L’hacker precisa alcuni dei metodi usati e contestualizza i motivi dell’attacco. I dati sarebbero stati prelevati da un server dove erano conservati originariamente all’interno di un’immagine ufed. Riferisce Motheboard che i file in questione erano stati crittografati, probabilmente nel tentativo di proteggere le proprietà intellettuale di Cellebrite. Il rapporto suggerisce anche che tra i dati rubati a Cellebrite, oltre a quelli contenenti strumenti di cracking diffusi a Russia, Turchia e agli Emirati Arabi Uniti, ci sarebbero quelli utilizzati per sbloccare vecchi iPhone.

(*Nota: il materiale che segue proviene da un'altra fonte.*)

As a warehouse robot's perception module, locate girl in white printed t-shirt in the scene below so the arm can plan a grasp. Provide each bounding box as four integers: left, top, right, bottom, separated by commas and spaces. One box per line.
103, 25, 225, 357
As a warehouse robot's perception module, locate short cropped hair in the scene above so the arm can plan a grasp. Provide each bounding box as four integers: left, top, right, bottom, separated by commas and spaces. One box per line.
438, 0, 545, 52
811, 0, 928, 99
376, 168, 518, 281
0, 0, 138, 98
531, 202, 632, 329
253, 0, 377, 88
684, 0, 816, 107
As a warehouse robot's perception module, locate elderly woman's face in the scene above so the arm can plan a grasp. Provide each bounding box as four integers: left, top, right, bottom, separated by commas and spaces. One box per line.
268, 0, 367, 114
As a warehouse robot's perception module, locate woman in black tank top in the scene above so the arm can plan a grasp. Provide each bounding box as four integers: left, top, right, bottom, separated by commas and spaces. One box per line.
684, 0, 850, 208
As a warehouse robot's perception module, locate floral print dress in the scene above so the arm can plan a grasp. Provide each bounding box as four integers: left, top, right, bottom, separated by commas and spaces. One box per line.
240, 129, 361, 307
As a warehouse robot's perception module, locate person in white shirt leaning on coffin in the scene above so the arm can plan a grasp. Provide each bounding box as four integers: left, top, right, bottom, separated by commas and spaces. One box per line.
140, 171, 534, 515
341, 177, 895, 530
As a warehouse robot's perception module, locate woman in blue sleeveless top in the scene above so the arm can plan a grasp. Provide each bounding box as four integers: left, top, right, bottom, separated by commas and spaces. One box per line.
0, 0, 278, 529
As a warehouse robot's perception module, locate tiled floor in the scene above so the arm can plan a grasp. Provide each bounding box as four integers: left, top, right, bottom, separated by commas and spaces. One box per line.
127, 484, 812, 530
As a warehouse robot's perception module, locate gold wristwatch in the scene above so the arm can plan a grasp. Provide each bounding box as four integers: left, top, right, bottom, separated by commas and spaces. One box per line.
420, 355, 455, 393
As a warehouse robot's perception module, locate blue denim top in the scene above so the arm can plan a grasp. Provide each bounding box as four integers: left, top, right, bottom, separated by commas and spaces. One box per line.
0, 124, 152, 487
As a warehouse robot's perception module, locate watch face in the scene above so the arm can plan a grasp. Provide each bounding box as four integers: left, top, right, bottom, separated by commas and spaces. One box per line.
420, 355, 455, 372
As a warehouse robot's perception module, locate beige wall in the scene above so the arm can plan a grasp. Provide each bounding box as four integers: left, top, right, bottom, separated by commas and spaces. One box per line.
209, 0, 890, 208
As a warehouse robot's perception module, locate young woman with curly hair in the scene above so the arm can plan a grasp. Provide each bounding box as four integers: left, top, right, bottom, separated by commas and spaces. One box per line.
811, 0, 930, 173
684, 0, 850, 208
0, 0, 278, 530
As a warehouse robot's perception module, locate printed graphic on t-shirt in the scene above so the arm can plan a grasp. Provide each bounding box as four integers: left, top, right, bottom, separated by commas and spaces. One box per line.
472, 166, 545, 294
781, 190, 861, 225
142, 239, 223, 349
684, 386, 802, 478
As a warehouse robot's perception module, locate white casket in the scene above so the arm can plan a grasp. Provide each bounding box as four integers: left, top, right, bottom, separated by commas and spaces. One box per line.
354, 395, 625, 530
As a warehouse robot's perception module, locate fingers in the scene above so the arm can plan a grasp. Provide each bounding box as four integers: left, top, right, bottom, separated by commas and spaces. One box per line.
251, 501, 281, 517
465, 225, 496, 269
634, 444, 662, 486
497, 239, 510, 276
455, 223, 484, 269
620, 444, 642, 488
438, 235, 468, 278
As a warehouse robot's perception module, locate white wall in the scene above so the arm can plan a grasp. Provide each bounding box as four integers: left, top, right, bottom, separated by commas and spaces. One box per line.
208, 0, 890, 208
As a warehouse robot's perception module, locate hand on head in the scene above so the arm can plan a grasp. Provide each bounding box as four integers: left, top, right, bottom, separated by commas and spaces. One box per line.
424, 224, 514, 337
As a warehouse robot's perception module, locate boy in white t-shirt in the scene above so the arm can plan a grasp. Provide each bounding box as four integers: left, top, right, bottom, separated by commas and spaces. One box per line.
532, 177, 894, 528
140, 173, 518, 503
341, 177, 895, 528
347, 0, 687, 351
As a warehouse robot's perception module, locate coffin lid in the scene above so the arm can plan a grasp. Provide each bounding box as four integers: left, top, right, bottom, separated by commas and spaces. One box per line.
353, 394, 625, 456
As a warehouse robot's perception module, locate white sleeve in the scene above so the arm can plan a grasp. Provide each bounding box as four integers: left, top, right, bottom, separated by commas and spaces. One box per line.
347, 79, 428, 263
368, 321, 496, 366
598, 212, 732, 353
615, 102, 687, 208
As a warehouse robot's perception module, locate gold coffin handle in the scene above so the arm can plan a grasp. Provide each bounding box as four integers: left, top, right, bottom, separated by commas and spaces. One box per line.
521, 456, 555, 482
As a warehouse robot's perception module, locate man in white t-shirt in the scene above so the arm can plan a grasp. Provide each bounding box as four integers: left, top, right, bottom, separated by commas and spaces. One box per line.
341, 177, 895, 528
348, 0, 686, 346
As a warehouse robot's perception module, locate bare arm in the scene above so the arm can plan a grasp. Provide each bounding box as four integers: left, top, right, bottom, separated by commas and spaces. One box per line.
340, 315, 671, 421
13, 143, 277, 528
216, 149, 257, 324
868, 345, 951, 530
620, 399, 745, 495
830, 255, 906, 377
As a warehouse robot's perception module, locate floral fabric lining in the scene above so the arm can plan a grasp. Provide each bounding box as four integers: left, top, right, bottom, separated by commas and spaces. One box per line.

Mentre la relazione di Motherboard rileva che gli strumenti di cracking utilizzati da Cellebrite richiedono l’accesso fisico al dispositivo, si sottolinea come l’hacker sia riuscito a rubare i dati dai server di Cellebrite, eludendo la cifratura utilizzata per proteggere le informazioni. Le motivazioni che hanno spinto l’hacker a violare Cellebrite sono molteplici. Da un lato dimostra come i sistemi per violare un terminale, per quanto debbano rimanere privati, vengono prima o poi scoperti e portati alla luce. Dall’altro, invece, dimostra che anche società di sicurezza, possono essere a loro volta hackerate. Insomma, anche se l’intento di Cellebrite potrebbe essere ammirevole, qualche malintenzionato potrebbe riuscire, da remoto, a rubare tali metodi, diffondendoli tra i malintenzionati.
Queste ultime due motivazioni coincidono, in grossa sostanza, con le giustificazioni che Apple aveva utilizzato per non aiutare l’FBI: aprire brecce nella sicurezza di un terminale potrebbe essere pericoloso, soprattutto perché tali strumenti potrebbero finire, presto o tardi, nelle mani sbagliate.